Its reported average results:

  • score: 40.61
  • average profit: $506,094
  • ROAS: 192.5%
  • positive months: 27 / 36
  • discount months: 0

That is not just “best overall.” That is a structural gap.

The benchmark page shows Gemini 3.1 Pro Preview as the closest serious challenger on score, with an average score of 27.14 and ROAS of 132.9%, but it still ends slightly unprofitable. GPT-5.4 looks even more revealing: it generates revenue, but ends with an average profit of roughly -$250k and a ROAS of 103.2%.

That is the kind of result you only get when the benchmark is testing economic behavior instead of eloquence.

Why plausible models still lose money

The ROAS Bench write-up describes GPT-5.4 perfectly: it reads as strategically plausible in isolation, but the run-level data shows weak compounding.

That sentence should make a lot of builders uncomfortable.

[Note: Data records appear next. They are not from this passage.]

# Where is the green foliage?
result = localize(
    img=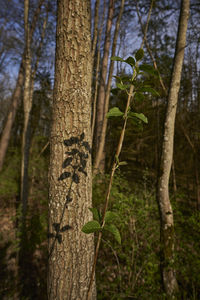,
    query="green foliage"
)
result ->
[135,49,144,61]
[106,107,124,118]
[93,175,200,300]
[103,224,121,244]
[82,220,101,234]
[0,148,20,199]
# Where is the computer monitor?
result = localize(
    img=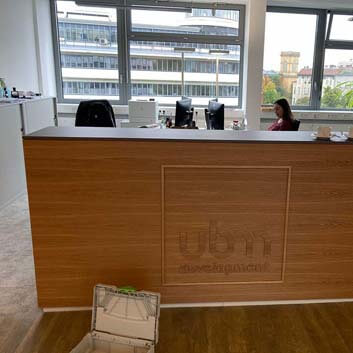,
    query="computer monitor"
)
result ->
[175,98,193,126]
[207,100,224,130]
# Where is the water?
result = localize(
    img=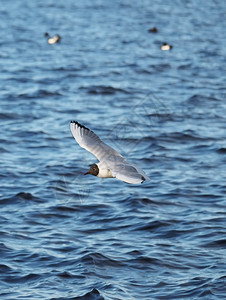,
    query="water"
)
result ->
[0,0,226,300]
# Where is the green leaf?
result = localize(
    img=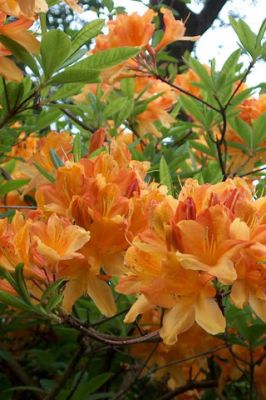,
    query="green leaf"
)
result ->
[189,57,213,90]
[50,83,83,101]
[180,95,206,125]
[221,49,241,75]
[230,118,253,148]
[104,97,126,118]
[73,133,81,162]
[229,17,256,59]
[50,149,64,169]
[49,66,100,85]
[75,47,140,70]
[71,19,104,54]
[41,29,71,78]
[33,162,55,183]
[256,18,266,47]
[0,179,30,196]
[0,290,32,311]
[159,156,173,195]
[253,113,266,147]
[0,35,40,76]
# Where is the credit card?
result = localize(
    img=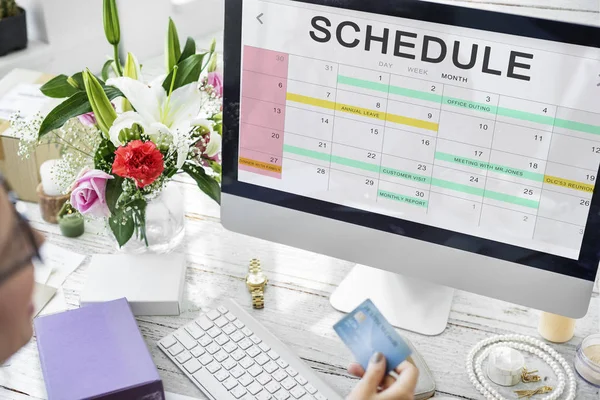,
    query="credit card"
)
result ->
[333,299,411,373]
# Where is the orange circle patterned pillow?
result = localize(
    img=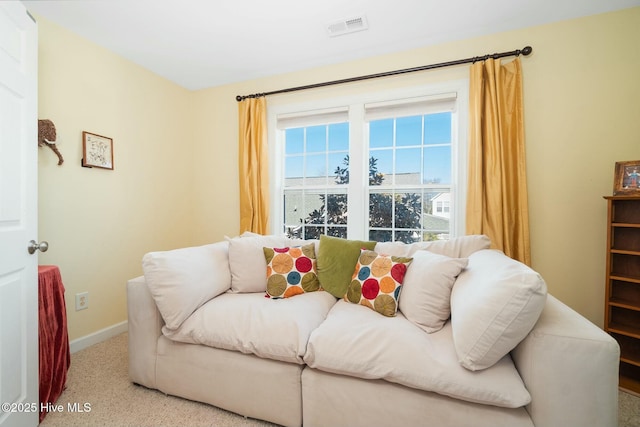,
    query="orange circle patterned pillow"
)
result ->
[262,243,320,298]
[344,249,413,317]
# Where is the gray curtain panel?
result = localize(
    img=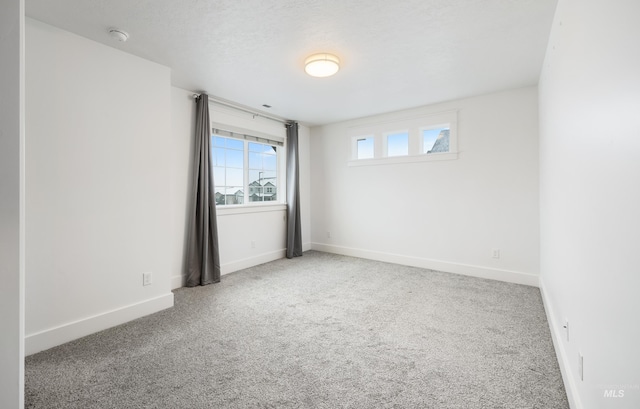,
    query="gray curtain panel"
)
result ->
[186,94,220,287]
[286,122,302,258]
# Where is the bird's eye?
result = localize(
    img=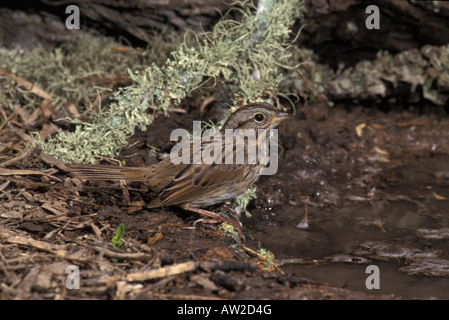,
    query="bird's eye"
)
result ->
[254,113,265,122]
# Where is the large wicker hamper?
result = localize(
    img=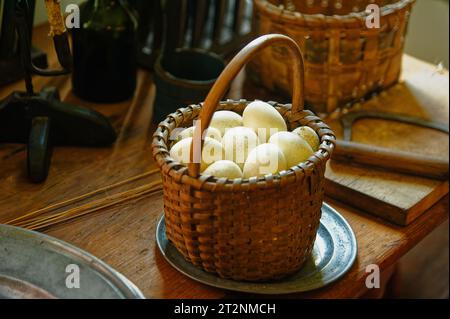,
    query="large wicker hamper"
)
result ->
[152,35,335,281]
[248,0,414,113]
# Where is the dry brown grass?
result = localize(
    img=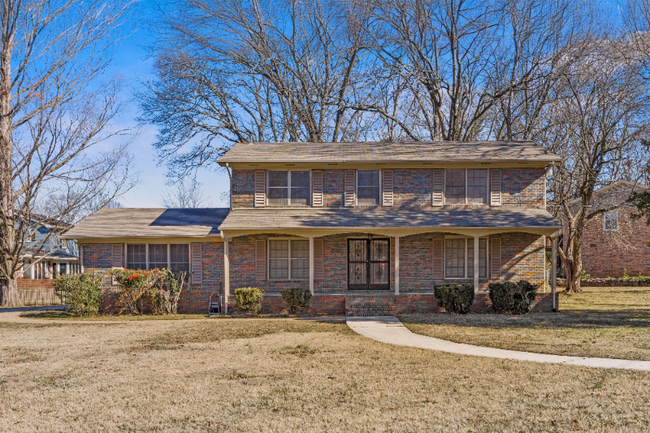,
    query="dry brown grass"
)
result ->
[0,317,650,432]
[400,287,650,361]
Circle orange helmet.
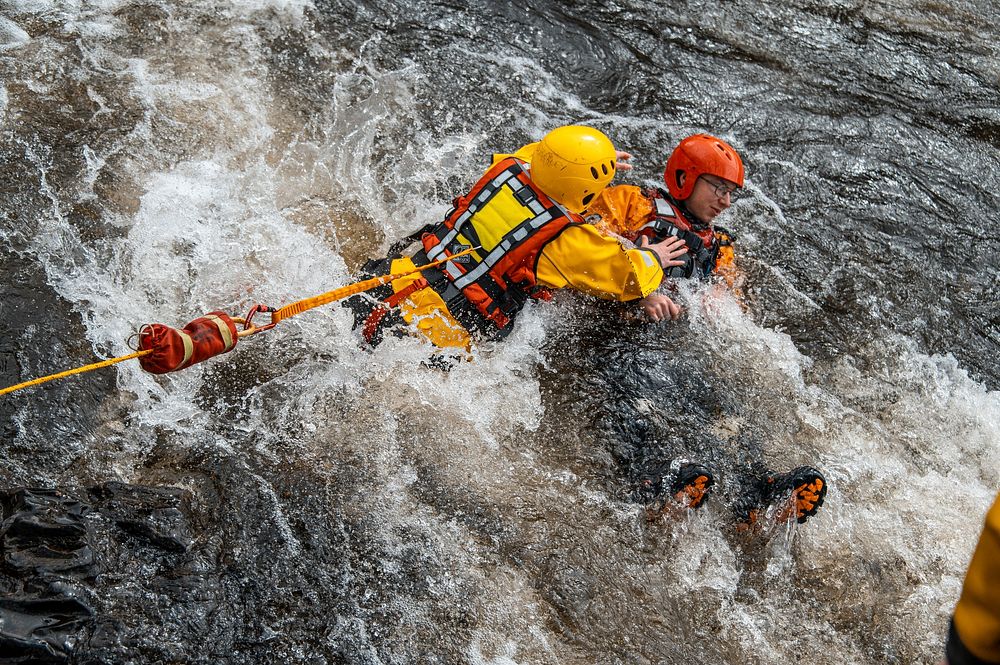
[663,134,743,201]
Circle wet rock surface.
[0,482,195,663]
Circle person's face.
[684,175,739,224]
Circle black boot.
[737,466,826,530]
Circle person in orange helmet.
[585,134,827,531]
[586,134,744,321]
[945,494,1000,665]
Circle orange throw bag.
[139,312,239,374]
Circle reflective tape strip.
[455,210,552,289]
[205,314,236,351]
[427,166,520,260]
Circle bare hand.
[615,150,632,171]
[639,236,687,269]
[639,293,681,321]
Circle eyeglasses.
[701,176,743,201]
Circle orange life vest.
[637,189,733,278]
[414,157,583,337]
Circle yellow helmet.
[531,125,615,213]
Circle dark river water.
[0,0,1000,665]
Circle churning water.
[0,0,1000,664]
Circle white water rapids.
[0,0,1000,665]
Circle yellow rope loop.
[0,247,480,396]
[0,349,153,395]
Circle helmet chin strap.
[660,189,711,231]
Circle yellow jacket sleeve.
[583,185,656,238]
[948,495,1000,665]
[536,224,663,301]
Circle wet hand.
[639,236,687,269]
[615,150,632,171]
[639,293,681,321]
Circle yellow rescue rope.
[0,349,153,395]
[0,247,479,395]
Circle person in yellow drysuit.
[585,134,743,321]
[347,125,686,349]
[945,494,1000,665]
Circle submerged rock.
[0,482,192,663]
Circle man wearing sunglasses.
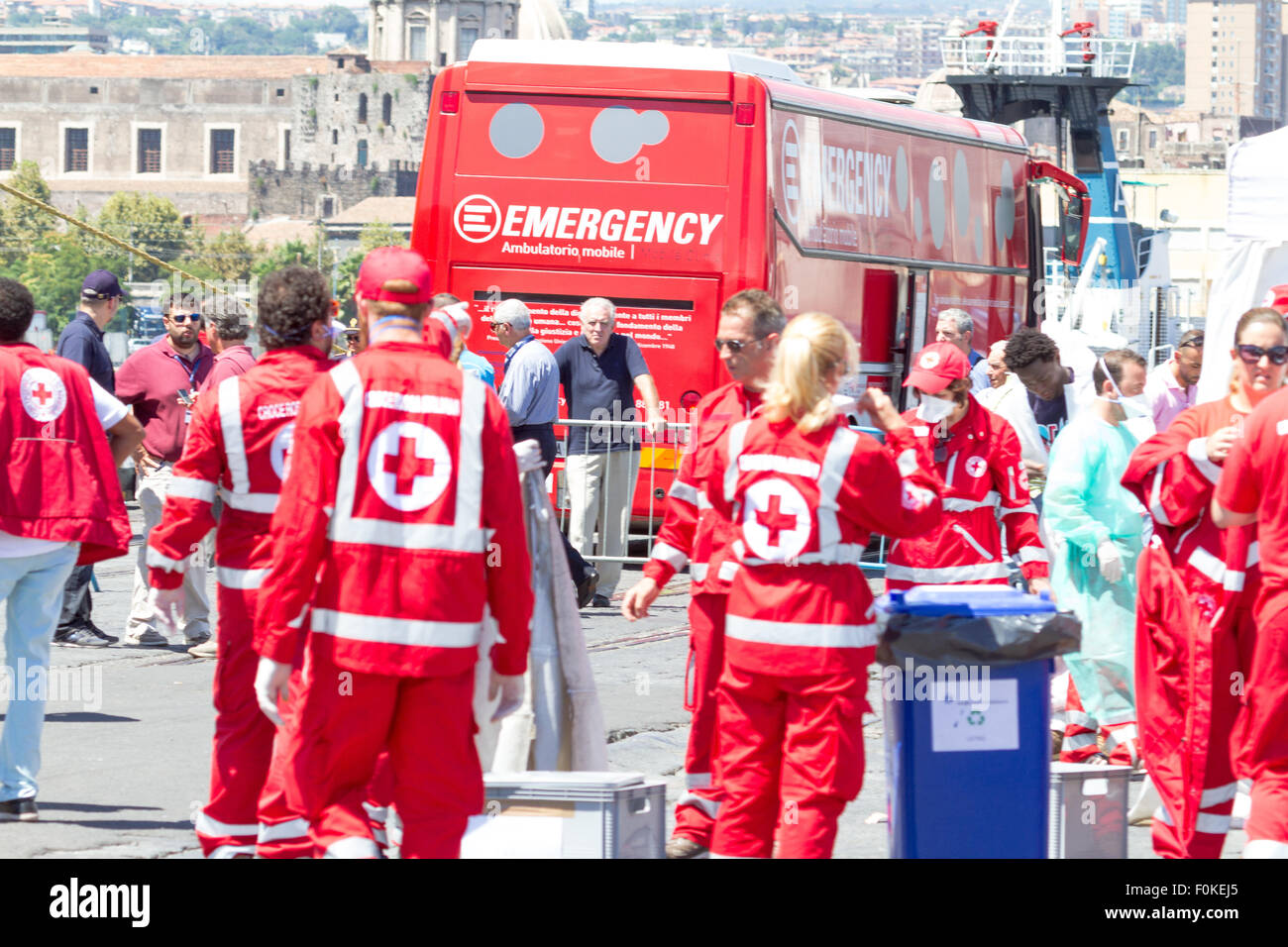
[116,296,215,648]
[1145,329,1203,432]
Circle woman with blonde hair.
[705,313,940,858]
[1122,308,1288,858]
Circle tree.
[0,161,58,259]
[184,231,255,282]
[90,191,189,281]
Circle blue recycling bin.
[877,586,1079,858]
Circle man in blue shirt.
[54,269,125,648]
[555,296,666,608]
[492,299,599,608]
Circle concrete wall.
[0,76,295,214]
[292,68,433,168]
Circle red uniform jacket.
[1122,397,1259,845]
[644,381,760,595]
[147,346,330,588]
[707,415,943,677]
[886,395,1050,588]
[255,342,532,677]
[0,343,130,566]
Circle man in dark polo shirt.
[116,296,215,647]
[555,296,666,608]
[54,269,125,647]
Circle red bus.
[412,40,1086,504]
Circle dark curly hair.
[259,266,331,349]
[0,279,36,342]
[1002,329,1060,371]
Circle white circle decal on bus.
[783,119,802,223]
[452,194,501,244]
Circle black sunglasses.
[715,339,764,355]
[1236,346,1288,365]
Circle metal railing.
[939,36,1136,78]
[551,419,888,573]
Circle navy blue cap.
[81,269,125,299]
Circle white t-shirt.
[0,378,129,559]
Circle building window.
[63,129,89,171]
[407,26,429,59]
[210,129,237,174]
[138,129,161,174]
[456,27,480,61]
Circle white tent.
[1198,128,1288,402]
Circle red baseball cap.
[357,246,434,305]
[903,342,970,394]
[1262,283,1288,316]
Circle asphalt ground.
[0,505,1243,858]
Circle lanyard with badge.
[170,352,201,427]
[501,335,533,371]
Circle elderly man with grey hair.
[555,296,666,608]
[198,295,255,391]
[935,309,991,391]
[492,299,599,608]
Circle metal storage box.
[1047,763,1132,858]
[461,772,666,858]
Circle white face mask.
[917,394,957,424]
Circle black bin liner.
[877,612,1082,665]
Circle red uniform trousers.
[1060,674,1140,767]
[197,585,312,858]
[711,648,876,858]
[287,644,483,858]
[674,592,729,848]
[1244,586,1288,858]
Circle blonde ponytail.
[764,312,859,434]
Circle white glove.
[486,672,523,723]
[255,657,291,727]
[1096,540,1124,583]
[149,585,183,634]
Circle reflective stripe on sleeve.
[886,562,1012,585]
[943,489,999,515]
[725,614,877,648]
[1149,460,1175,526]
[1199,783,1239,809]
[258,818,309,844]
[724,420,751,502]
[1194,811,1231,835]
[219,489,282,515]
[196,809,259,839]
[1189,546,1244,591]
[669,479,698,506]
[218,374,250,493]
[166,476,215,502]
[652,543,690,573]
[1185,437,1221,484]
[312,608,483,648]
[215,566,268,588]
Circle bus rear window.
[456,93,733,185]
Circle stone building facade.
[368,0,519,68]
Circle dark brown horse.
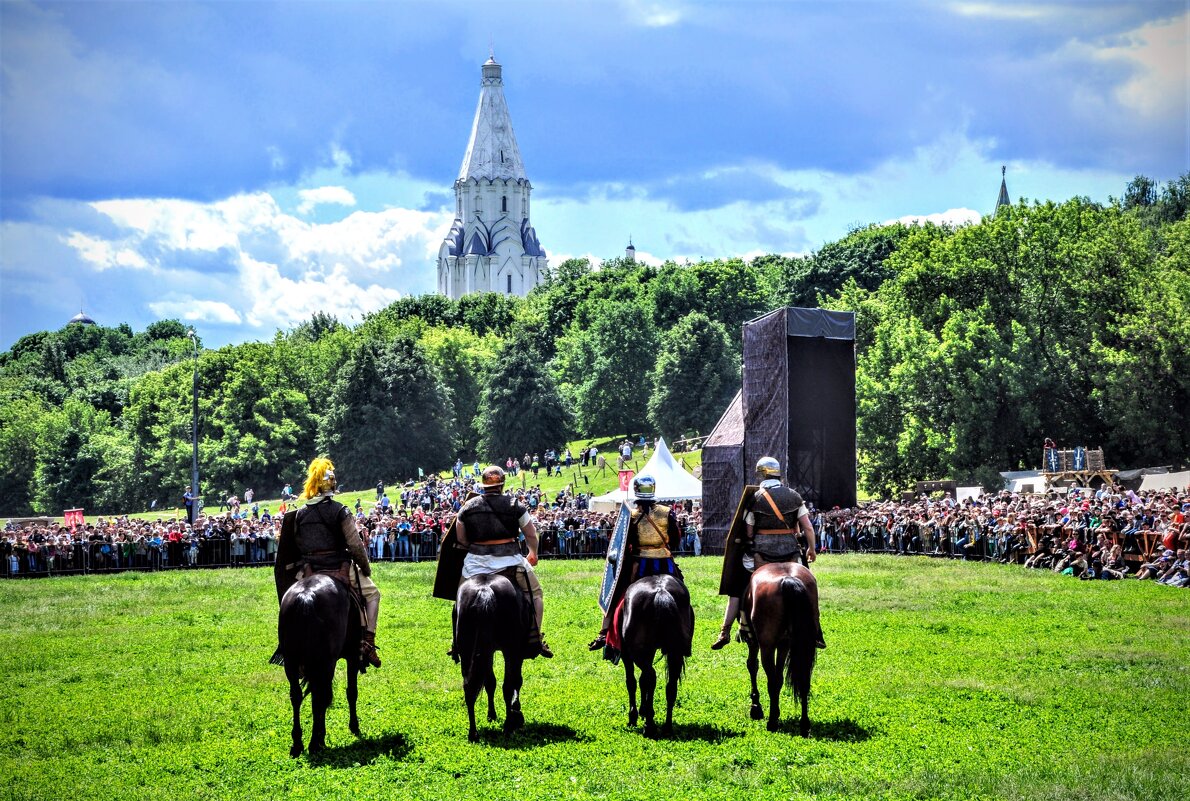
[277,574,359,757]
[620,575,694,737]
[455,574,532,743]
[743,562,819,737]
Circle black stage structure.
[702,307,856,552]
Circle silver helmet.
[756,456,781,478]
[632,475,657,501]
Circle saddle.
[298,562,368,631]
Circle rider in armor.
[710,456,826,651]
[274,457,380,668]
[451,464,553,659]
[587,475,684,651]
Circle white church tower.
[438,58,549,300]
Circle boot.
[359,631,380,668]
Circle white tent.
[591,439,702,512]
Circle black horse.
[277,574,359,757]
[620,575,694,737]
[455,574,533,743]
[743,562,818,737]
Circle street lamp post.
[186,326,202,524]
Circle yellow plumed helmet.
[302,456,338,498]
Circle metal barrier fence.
[0,528,701,578]
[0,538,276,578]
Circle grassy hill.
[0,556,1190,801]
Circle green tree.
[478,336,572,463]
[317,338,451,484]
[649,312,740,442]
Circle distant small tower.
[992,164,1013,217]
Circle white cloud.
[1094,14,1190,117]
[149,298,243,325]
[51,187,450,338]
[881,208,983,227]
[622,0,684,27]
[298,187,356,214]
[63,231,149,270]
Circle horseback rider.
[587,474,685,651]
[450,464,553,659]
[710,456,826,651]
[274,456,380,668]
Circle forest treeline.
[0,174,1190,514]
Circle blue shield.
[599,502,632,612]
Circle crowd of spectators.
[0,476,1190,587]
[812,480,1190,587]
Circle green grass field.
[0,556,1190,801]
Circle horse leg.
[347,658,359,737]
[620,652,640,726]
[760,645,789,732]
[309,665,333,755]
[505,655,525,734]
[286,663,303,758]
[640,653,657,738]
[662,653,685,737]
[747,643,764,720]
[483,665,500,724]
[462,652,491,743]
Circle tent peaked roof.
[591,439,702,508]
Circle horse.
[620,575,694,738]
[455,574,533,743]
[277,574,361,758]
[743,562,818,737]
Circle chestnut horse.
[620,575,694,737]
[455,574,533,743]
[743,562,819,737]
[277,572,359,757]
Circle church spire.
[992,164,1013,214]
[458,56,525,181]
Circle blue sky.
[0,0,1190,348]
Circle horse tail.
[652,589,694,681]
[781,576,818,699]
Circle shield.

We are entering a phase where the easiest failure mode for AI systems is not obvious stupidity. It is polished underperformance.

A model can:

  • say premium-sounding things
  • reference the right channels
  • use marketer vocabulary correctly
  • produce plans that look believable in a doc

…and still lose the business.

Why? Because growth is path-dependent.

If you overspend into a finite audience pool, you pay for it later. If you keep resetting the account structure, you destroy learning. If you lean too hard on discounting, you create fatigue and margin damage. If your creative is generic, high-value personas stop converting even when the targeting sounds correct on paper.

ROAS Bench is essentially a machine for exposing the gap between “knows the language” and “can compound a system.”

Why Claude is winning

The benchmark’s qualitative summary is revealing. Claude is not winning by doing something flashy. It is winning by doing boring operator work well:

  • keep CRM and remarketing active every month
  • avoid unnecessary discounting
  • improve without repeatedly breaking learning
  • stay more persona-specific in creative
  • preserve account coherence over time

That is exactly the kind of pattern most benchmarks miss, because most benchmarks do not make models endure the second-order effects of their own decisions.

This is also why the benchmark feels useful beyond marketing. The deeper question is not “which model writes the best media plan?” It is “which model can operate in a dynamic system where today’s optimization can sabotage next month?”

That question applies to growth, product, sales, finance, and operations.

What people should take away from this

If you work in AI, you should probably stop being impressed by single-turn competence in economically complex domains.

If you work in marketing, you should probably stop asking whether a model “sounds like a strategist” and start asking whether it can preserve margin, resist saturation, and iterate without self-sabotage.

And if you build evals, this is the real lesson: the future belongs to benchmarks that force models to manage tradeoffs over time.

ROAS Bench matters because it is harder to game with polish.

It asks a more uncomfortable question:

Can the model actually run the business, or can it only narrate one?

Right now, those are still very different things.